Damascus abusing terror law to freeze assets: rights group

The Syrian government is abusing a 2012 counter-terrorism law to punish the families of suspects by freezing their assets, Human Rights Watch said Tuesday (July 16th), charging it amounted to "collective punishment".

"By penalising people solely on the basis of their family relationship with an accused person, and not on the basis of their individual criminal responsibility, the finance ministry’s implementation of Decree 63 constitutes collective punishment," AFP quoted the HRW report as saying.

Decree 63, part of Syria's counter-terrorism law, allows Damascus to freeze the assets of people pending investigation of terrorism-related crimes, even if they have not yet been charged, according to HRW.

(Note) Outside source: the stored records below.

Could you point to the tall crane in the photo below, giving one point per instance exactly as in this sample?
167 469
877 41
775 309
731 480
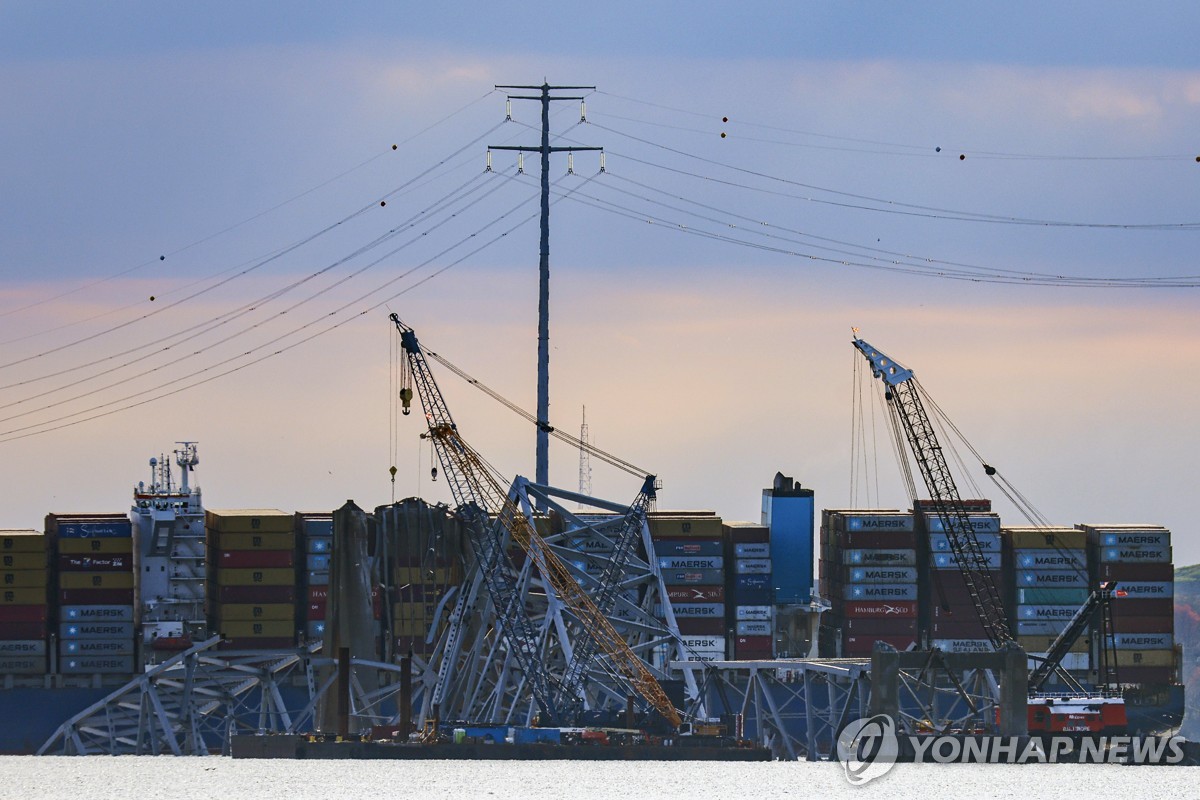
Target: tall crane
478 493
905 401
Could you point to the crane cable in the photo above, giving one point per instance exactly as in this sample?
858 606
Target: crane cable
562 435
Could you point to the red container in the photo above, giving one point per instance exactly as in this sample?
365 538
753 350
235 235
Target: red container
95 563
255 559
23 614
876 540
1149 572
689 626
256 594
898 609
861 645
868 626
265 643
696 594
19 631
96 596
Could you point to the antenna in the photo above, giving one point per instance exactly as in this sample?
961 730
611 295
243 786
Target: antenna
187 457
585 458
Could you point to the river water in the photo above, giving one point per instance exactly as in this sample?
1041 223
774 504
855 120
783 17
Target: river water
99 777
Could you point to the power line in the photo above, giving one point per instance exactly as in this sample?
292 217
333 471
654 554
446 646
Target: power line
929 150
131 401
247 220
245 310
895 266
889 206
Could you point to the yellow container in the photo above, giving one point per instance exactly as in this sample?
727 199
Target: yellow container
250 521
95 579
1042 643
23 561
250 612
1067 539
265 629
265 577
252 541
23 579
23 541
1145 659
76 546
23 596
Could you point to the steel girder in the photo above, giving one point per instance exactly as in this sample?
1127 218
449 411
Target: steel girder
486 683
797 708
193 703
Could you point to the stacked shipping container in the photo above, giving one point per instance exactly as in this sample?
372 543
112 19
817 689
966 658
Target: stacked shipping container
1138 558
751 590
24 602
690 557
95 593
425 557
1050 582
868 571
252 581
952 621
316 533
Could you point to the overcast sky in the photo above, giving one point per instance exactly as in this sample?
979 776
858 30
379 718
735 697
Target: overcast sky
172 172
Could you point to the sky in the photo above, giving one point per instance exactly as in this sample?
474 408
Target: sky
210 211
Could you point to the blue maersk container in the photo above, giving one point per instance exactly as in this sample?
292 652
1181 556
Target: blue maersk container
787 511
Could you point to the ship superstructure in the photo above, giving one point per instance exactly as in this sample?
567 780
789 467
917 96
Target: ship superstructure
168 521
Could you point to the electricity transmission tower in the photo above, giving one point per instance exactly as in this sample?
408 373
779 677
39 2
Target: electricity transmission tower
544 149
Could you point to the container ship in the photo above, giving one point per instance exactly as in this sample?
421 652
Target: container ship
95 600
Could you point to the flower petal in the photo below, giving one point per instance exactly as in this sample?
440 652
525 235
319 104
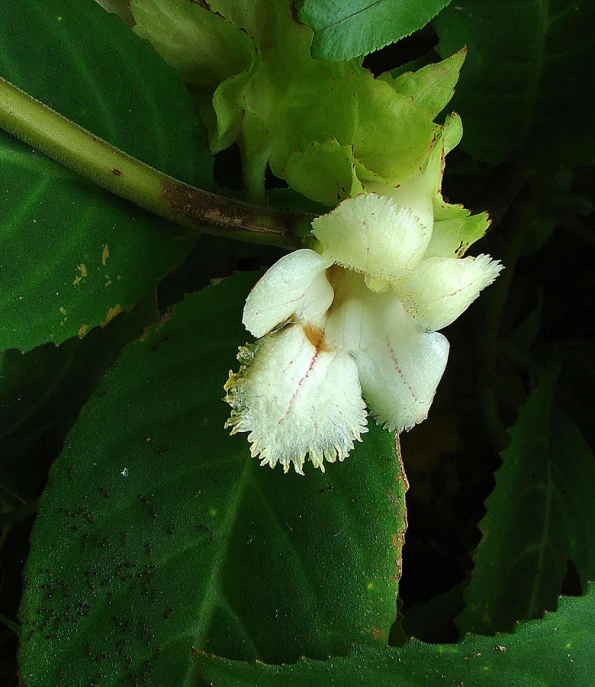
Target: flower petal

The decree is now being widely used to target families of the accused, putting relatives also at risk, it said.

"Syria is using Decree 63 to authorise abusive and arbitrary practices that rob people of their very livelihoods," said Lama Fakih, HRW's deputy director for the Middle East and North Africa.

The counter-terrorism law, enacted in July 2012, grants the government wide jurisdiction to label "almost any act as a terrorist offence", according to the rights watchdog.

It has been used in the past to criminalise providing humanitarian aid, recording human rights abuses and taking part in peaceful dissent, HRW said.